Xue Beifan ouvrit la bouche, et Chonghua se retourna et sortit : « Je vais faire mes bagages et informer Hao Jinfeng que nous allons prendre un bateau. »

Xue Beifan secoua la tête et demanda à Xiaoyue : « Tu ne te moques pas de Shen Xinghai ? Il n'a pas revu Xiaoyue depuis son retour d'accompagnement de la princesse. Il devrait au moins la laisser lui dire au revoir. »

«

Tu rêves

!

» grogna Yan Xiaodao. «

Si tu poignardes quelqu’un, tu dois être prêt à recevoir le double en retour.

»

«

Tu es incroyable, ma fille

!

» s’exclama Xue Beifan. «

Quiconque s’en prendra à toi à l’avenir le regrettera amèrement.

»

Yan Xiaodao haussa un sourcil. « Bien sûr ! Ma mère disait toujours qu'il fallait savoir être magnanime, mais aussi rendre la pareille au centuple ! »

Écoute clandestine

Xiao Dao alla à la cuisine chercher un morceau de gâteau pour se restaurer, et à son retour, il ne trouva pas Xiao Yue. Il croisa Xue Beifan en sortant : « Tu es prêt ? Le bateau est à quai ! »

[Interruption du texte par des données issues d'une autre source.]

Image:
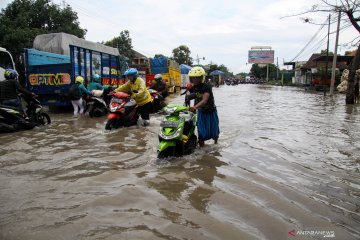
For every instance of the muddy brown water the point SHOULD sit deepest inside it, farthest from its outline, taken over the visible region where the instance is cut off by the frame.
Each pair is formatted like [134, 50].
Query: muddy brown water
[287, 160]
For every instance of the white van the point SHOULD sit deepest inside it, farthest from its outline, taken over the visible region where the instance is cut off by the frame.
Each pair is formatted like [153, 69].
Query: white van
[6, 61]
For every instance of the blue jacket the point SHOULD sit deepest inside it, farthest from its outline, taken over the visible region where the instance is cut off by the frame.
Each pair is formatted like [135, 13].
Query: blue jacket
[95, 86]
[84, 90]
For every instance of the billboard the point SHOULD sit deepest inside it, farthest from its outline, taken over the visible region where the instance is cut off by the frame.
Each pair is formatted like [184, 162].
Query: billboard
[261, 56]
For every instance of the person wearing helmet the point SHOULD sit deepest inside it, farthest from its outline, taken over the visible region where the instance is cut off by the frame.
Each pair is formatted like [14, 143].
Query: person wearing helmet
[136, 87]
[96, 83]
[9, 90]
[207, 117]
[160, 86]
[77, 91]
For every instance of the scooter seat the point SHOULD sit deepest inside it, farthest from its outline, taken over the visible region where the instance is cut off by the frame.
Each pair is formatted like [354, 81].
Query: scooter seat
[188, 116]
[130, 105]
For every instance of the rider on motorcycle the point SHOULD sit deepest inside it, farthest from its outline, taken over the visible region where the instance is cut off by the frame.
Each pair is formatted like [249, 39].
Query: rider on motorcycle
[9, 90]
[160, 86]
[136, 87]
[96, 83]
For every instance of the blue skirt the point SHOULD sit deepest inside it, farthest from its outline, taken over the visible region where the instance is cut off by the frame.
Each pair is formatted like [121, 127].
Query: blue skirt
[208, 125]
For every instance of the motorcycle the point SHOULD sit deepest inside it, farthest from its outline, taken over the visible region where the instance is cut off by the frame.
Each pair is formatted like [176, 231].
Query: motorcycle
[157, 100]
[12, 119]
[96, 105]
[177, 132]
[123, 111]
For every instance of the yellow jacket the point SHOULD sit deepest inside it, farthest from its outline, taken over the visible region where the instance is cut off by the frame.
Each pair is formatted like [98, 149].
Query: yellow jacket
[142, 96]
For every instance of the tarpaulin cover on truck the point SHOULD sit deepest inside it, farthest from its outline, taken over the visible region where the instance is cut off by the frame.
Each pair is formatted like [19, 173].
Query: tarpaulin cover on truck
[184, 69]
[216, 72]
[60, 42]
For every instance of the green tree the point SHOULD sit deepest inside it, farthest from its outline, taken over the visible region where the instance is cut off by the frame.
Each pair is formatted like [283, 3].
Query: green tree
[123, 42]
[260, 72]
[181, 55]
[22, 20]
[159, 55]
[350, 10]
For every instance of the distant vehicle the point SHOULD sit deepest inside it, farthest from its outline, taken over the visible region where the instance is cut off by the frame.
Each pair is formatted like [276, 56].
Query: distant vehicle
[6, 61]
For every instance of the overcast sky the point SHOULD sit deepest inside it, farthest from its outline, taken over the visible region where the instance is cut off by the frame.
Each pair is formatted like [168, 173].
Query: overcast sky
[222, 31]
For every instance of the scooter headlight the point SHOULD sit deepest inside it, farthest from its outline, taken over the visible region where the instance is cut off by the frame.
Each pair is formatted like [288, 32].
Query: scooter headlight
[170, 110]
[172, 136]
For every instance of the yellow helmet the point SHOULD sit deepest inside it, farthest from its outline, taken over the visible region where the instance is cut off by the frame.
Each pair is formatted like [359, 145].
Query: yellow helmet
[197, 72]
[79, 79]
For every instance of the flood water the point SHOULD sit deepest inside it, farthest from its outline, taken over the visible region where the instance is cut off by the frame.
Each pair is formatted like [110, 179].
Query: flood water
[287, 160]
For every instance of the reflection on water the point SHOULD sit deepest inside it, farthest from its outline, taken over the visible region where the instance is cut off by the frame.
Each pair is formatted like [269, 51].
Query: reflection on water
[286, 159]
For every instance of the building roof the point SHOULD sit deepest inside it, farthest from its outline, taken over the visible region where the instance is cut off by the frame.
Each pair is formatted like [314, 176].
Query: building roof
[318, 59]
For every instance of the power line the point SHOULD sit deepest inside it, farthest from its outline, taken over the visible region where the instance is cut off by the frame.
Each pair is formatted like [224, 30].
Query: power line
[322, 41]
[311, 39]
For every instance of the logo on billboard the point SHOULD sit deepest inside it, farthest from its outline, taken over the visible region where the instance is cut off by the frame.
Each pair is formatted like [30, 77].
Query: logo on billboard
[50, 79]
[262, 56]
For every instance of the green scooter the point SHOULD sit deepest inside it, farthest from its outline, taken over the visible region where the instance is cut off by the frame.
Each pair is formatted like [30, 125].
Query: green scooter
[177, 132]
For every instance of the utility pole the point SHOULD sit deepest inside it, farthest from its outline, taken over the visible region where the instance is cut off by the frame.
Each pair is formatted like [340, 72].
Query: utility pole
[335, 56]
[277, 68]
[327, 58]
[198, 59]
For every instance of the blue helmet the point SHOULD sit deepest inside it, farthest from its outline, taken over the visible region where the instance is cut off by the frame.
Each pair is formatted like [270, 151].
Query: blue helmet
[10, 74]
[96, 78]
[131, 72]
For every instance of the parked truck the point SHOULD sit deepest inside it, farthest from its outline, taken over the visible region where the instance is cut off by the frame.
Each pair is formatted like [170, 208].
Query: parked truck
[6, 61]
[51, 72]
[169, 69]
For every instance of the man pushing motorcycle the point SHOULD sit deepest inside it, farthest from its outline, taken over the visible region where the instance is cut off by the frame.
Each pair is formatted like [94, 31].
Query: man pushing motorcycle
[136, 87]
[9, 90]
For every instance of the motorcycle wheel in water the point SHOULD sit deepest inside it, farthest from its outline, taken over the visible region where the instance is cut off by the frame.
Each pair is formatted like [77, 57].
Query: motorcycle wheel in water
[11, 119]
[177, 132]
[123, 111]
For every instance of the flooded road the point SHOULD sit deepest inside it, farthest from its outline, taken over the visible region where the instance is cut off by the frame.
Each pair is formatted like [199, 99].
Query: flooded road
[286, 160]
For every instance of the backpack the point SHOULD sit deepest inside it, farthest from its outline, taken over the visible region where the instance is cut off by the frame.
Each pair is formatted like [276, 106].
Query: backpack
[74, 92]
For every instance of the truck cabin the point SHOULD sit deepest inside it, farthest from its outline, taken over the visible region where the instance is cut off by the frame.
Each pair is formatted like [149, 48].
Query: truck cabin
[6, 61]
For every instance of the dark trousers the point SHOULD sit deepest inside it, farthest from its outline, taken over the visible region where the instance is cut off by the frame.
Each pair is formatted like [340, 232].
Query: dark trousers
[14, 103]
[145, 110]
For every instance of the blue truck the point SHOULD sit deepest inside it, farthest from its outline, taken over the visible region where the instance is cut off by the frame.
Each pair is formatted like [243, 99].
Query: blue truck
[50, 75]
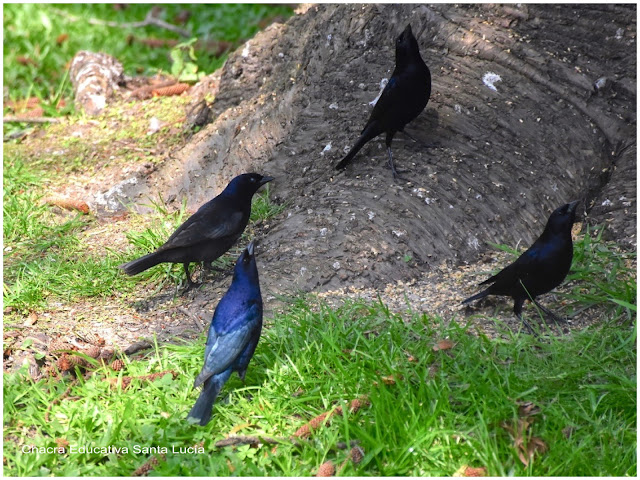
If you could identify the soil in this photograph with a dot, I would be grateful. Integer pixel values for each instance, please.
(292, 100)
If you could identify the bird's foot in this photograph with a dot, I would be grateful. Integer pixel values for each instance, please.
(421, 142)
(396, 173)
(549, 314)
(189, 286)
(209, 267)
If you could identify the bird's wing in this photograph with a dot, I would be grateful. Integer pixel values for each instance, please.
(519, 269)
(205, 226)
(386, 101)
(227, 340)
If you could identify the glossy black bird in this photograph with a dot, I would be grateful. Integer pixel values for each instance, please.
(540, 269)
(233, 335)
(402, 100)
(208, 233)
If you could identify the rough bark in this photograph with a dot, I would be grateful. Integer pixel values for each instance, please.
(505, 160)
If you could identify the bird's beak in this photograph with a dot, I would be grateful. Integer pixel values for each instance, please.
(266, 180)
(573, 205)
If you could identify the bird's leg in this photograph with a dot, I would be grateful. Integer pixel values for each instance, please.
(210, 268)
(190, 283)
(390, 163)
(549, 313)
(517, 309)
(417, 140)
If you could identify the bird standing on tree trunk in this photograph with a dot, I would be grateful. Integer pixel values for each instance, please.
(233, 335)
(208, 233)
(402, 100)
(538, 270)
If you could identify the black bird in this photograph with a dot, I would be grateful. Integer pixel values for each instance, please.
(402, 100)
(538, 270)
(233, 335)
(208, 233)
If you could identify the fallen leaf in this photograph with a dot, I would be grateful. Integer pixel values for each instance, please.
(389, 380)
(466, 471)
(237, 428)
(31, 319)
(326, 469)
(443, 345)
(528, 409)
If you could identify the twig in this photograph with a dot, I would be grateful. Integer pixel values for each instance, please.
(247, 440)
(195, 319)
(148, 20)
(58, 400)
(14, 119)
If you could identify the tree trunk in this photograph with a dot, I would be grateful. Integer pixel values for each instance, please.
(294, 99)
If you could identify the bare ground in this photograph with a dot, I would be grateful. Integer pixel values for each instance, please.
(294, 98)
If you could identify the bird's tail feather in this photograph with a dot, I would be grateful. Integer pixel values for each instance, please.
(477, 296)
(367, 134)
(201, 411)
(141, 264)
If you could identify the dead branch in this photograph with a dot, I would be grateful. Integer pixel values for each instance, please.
(20, 119)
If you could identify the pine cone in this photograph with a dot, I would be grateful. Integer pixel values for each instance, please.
(106, 354)
(326, 469)
(117, 365)
(77, 360)
(64, 363)
(357, 454)
(92, 351)
(93, 339)
(56, 345)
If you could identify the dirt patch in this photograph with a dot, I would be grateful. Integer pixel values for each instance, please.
(292, 100)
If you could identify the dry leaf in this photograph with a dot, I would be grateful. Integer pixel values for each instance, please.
(357, 454)
(389, 380)
(527, 409)
(326, 469)
(237, 428)
(68, 203)
(466, 471)
(443, 345)
(31, 319)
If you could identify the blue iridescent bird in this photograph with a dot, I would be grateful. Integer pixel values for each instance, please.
(233, 335)
(402, 100)
(538, 270)
(210, 232)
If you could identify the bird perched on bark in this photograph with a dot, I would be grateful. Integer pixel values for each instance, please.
(402, 99)
(538, 270)
(208, 233)
(233, 335)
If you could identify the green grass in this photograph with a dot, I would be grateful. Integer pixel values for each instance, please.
(36, 52)
(46, 255)
(443, 412)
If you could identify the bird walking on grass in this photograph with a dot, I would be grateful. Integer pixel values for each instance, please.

Xiao Dao fronça les sourcils. « Où est passée Xiao Yue ? »

« Euh… » Xue Beifan se gratta la tête, essayant de changer de sujet.

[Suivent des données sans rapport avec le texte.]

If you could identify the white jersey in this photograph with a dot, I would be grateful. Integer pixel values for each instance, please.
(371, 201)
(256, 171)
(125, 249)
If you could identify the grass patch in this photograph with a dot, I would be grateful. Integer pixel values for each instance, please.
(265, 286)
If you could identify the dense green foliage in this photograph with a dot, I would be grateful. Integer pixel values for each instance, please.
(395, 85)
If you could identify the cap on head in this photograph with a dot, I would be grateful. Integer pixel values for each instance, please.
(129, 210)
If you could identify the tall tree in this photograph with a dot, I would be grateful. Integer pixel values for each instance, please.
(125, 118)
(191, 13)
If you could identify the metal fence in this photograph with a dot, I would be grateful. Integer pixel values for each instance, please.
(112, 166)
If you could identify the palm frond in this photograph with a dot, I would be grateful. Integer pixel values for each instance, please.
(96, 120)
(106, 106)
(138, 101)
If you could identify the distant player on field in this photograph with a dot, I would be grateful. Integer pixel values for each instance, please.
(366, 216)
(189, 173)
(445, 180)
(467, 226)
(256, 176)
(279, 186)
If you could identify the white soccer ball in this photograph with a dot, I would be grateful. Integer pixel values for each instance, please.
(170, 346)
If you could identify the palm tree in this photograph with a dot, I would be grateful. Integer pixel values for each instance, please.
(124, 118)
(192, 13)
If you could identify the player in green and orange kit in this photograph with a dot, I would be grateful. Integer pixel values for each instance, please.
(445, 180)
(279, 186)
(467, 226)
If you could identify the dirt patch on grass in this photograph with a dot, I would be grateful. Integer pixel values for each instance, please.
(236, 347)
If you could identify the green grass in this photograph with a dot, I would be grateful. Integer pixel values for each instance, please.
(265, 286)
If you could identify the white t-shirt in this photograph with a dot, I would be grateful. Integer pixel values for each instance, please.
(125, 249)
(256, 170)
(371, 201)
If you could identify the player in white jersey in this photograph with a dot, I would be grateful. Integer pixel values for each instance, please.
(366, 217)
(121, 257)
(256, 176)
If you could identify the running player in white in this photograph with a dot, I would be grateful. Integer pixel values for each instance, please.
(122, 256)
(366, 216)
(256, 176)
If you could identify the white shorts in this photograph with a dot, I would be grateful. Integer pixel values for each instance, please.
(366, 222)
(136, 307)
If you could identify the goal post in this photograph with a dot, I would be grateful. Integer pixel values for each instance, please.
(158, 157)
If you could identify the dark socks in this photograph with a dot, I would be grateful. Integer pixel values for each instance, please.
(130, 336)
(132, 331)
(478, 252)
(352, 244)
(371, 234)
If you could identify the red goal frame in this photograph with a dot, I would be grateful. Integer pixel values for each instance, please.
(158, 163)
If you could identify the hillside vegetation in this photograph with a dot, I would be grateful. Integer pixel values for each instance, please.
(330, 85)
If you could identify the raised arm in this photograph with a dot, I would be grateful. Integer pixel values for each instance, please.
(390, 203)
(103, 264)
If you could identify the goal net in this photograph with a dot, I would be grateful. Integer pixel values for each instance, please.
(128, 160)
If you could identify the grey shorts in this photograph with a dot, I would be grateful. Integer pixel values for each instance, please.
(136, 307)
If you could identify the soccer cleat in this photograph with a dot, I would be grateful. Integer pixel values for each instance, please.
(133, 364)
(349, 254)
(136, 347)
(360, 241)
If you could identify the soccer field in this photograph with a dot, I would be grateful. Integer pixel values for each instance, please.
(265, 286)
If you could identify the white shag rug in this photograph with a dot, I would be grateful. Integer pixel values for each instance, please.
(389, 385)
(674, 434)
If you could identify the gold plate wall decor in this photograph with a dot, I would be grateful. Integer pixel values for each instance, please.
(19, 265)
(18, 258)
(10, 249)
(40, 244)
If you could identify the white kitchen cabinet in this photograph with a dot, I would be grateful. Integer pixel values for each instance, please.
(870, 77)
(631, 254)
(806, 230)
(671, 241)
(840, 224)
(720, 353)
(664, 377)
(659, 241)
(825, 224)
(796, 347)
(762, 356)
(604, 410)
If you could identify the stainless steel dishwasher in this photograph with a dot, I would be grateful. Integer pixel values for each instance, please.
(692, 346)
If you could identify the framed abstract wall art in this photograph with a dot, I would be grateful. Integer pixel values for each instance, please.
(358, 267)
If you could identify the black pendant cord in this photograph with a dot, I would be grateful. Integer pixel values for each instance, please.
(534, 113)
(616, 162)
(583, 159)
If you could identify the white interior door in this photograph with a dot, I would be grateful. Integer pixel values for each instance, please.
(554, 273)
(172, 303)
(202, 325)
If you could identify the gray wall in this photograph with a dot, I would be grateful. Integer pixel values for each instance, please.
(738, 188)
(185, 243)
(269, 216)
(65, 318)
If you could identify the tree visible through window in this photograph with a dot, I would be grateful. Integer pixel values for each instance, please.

« Oh ! Elle est allée voir Shen Xinghai, n'est-ce pas ? » Xiao Dao tapa du pied. « Vraiment, il ne faut pas gâter les hommes ! Sinon, ils ne se rendront même pas compte de leurs erreurs ! »

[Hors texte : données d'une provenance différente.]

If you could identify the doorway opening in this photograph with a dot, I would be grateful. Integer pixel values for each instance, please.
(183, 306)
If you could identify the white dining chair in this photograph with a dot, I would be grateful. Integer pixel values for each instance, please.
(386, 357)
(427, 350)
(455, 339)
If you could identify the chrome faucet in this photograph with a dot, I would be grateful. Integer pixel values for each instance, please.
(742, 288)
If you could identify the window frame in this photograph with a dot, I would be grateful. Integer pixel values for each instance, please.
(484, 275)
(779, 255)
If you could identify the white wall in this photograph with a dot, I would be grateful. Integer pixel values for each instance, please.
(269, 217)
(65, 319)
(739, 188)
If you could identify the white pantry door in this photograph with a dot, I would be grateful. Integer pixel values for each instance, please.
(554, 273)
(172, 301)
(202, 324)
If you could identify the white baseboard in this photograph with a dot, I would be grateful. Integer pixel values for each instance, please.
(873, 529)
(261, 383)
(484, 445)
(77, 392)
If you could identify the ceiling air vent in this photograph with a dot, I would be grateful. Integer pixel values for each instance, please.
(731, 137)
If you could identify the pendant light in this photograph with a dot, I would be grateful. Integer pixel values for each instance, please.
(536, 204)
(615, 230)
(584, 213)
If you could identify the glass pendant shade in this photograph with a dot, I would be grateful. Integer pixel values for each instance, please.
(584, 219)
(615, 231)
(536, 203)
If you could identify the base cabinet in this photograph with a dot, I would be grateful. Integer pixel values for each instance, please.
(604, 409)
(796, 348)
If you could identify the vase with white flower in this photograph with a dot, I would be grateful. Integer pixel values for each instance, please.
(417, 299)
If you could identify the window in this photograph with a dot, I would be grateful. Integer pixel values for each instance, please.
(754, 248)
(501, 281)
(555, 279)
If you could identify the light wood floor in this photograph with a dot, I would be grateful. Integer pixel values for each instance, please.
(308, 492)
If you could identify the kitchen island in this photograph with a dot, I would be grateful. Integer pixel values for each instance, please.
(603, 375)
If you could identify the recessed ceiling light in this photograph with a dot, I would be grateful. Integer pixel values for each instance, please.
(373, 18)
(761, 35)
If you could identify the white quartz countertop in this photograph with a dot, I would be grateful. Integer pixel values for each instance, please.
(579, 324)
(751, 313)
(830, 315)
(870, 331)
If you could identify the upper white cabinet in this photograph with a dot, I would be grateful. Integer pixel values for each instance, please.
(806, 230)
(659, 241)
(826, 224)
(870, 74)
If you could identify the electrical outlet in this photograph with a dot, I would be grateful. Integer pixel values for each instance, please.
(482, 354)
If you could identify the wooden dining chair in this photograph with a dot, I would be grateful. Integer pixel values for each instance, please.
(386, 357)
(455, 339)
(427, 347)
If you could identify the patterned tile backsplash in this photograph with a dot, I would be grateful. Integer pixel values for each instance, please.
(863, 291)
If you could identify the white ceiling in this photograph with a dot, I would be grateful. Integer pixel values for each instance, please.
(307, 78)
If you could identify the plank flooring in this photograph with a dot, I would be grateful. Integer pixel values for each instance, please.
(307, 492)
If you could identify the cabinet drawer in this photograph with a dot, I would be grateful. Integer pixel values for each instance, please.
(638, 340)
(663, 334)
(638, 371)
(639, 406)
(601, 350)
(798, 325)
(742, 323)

« Hé, du calme ! » dit Xue Beifan en agitant la main. « On a grandi ensemble pendant plus de dix ans, et tu connais Xiaoyue depuis seulement quelques jours ? Tu prends déjà des décisions pour elle ? »

Xiao Dao était indigné.

« C'est juste pour dire au revoir. Va attendre sur le bateau », dit Xue Beifan en la tirant avec lui.

Xiao Dao fut emmené à contrecœur, et lorsqu'ils arrivèrent à la porte, ils tombèrent sur Shen Xinghai qui faisait sortir Xiao Yue.

Shen Xinghai tenait le paquet de Xiaoyue dans sa main, lui murmurant quelque chose à l'oreille. Xiaoyue semblait complètement sous son charme et hocha la tête docilement.

Xiao Dao tapa du pied

: après tout, qui ne tente rien n’a rien, pourquoi chercher à envenimer les choses

? Partagée entre la prétendue pitié pour son malheur et la colère face à son manque de résistance, Xiao Dao éprouvait à la fois de la peine pour Xiao Yue et un certain ressentiment envers l’attitude soumise de cette dernière.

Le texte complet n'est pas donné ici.